8 Responses to “Binge Drinking and Sleep Apnea: A Fatal Combination?”

  1. Tim Limkeman on June 3rd, 2010 4:00 am

    This person could have died from heart failure or stroke, but I thought about something else.  With that much alcohol in him, and the muscles relaxed, and apneas occuring, he may have affixiated on some of his stomach contents and/or suffocated.  The apneas may have caused a vacuum which would have brought up the gastric juices into his airway.  This is very likely in the supine position and his inability to wake.  The acid and/or alcohol may have triggered an asthmatic session, also.  He seems to young to have died from heart failure or stroke.

  2. Steven Park on June 3rd, 2010 6:27 pm

    Tim,
    You're absolutely right in that reflux is probably a large part of the obstructive events. If he aspirates, then the normal protective coughing and arousal mechanisms are lost when drunk. This can cause bronchospasm or aspiration pneumonia. 
    One thing to note is that all these events are very stressful for the heart and even young people can have heart attacks or stroke. 

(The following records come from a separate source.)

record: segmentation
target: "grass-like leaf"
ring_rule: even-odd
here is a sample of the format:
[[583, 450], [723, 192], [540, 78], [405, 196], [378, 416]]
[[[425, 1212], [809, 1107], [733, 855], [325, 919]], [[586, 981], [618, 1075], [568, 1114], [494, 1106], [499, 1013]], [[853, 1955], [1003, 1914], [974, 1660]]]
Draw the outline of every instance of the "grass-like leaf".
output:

  3. Jen DeClue on August 12th, 2010 2:02 pm

    Hello, I just recently buried my older brother of 38 yo. He was a HEAVY drinker of straight Rum for almost 6 years. Within the past year he started living with me did not work due to the obvious reasons. The last week of July he started to lose his appetite and was dropping weight. He stayed sick all the time and he already had acid reflux issues his whole life. Within 3 days I know for a fact he had only a bite of a burrito on Friday July 30th. I had talked to him frequently throughout the weekend and he was actually downstairs visiting with a friend on Saturday. The last time I know anyone talked to him was at 9:45 pm sat. I woke up on Sunday 8/1/2010 at 10:30 am and I found my brother had passed away. He was lying on his right side with his arm under his head as a pillow. He was heavy in the stomach a little. I am messed up for life after this, he was my only brother and my best friend.
    The autopsy report showed only an enlarged heart and a little hardening of the arteries. Needless to say my small little family is devastated over this and we are now awaiting the Toxicology report to come back. We do not have any clue as to what happened to my brother besides the obvious reason. Do you have any suggestions as to what may have happened to my older brother besides the millions of things it could have been?
    Thank you, Jen

  4. Colt on December 22nd, 2011 1:11 am

    Last weekend me and some friends were drinking. My best friend doesn’t hardly ever snore. He passes out in bed and his girlfriend cam running into the other room yelling that he wasn’t breathing. She stuck her finger down his throat and gagged him which made him gasp for air. It was like he was holding his breath. His eyes were open but he was unresponsive. He the started crying and then did it all over again. Scared the crap out of me. He finally came to and we kept him up for about 20 minutes. When he went back to sleep we watched him pretty much all night and he was fine. What could have been going on?

  5. Steven Park on December 22nd, 2011 6:45 am

    Colt and Jen,

    Like what the article describes, it’s likely that in both situations, obstructive sleep apnea was the likely culprit. It’s been shown that people with sleep apnea tend to die in the early morning hours (12 midnight to 6AM), whereas those without sleep apnea die anywhere from 6AM to 12 noon. Jen, sorry for your loss.

  6. Mark on October 30th, 2013 6:16 pm

    My 50 year old younger brother died Friday night after 5 hours of heavy drinking. He had OSA and a breathing machine to help during sleep, He went to bed very drunk and never used his breathing machine. This probably lead to his sudden death leaving behind a son, daughter, parents, brothers and many nephews who miss him dearly. Don’t do it!!!!!!!!

  7. Julie on December 2nd, 2014 1:32 am

    a good friend of mine died this weekend. he was 42, and never woke up from the night’s sleep. he had bad sleep apnea. he also was a severe alcoholic. he had almost three years sober, but had relapsed earlier that week, and was on a binge. i appreciate this article and the comments. it helped me to understand what happened (physically, at least). absolutely devastating.

  8. Steven Park on December 2nd, 2014 5:22 am

    Julie,

    Sorry to hear about your friend’s untimely death.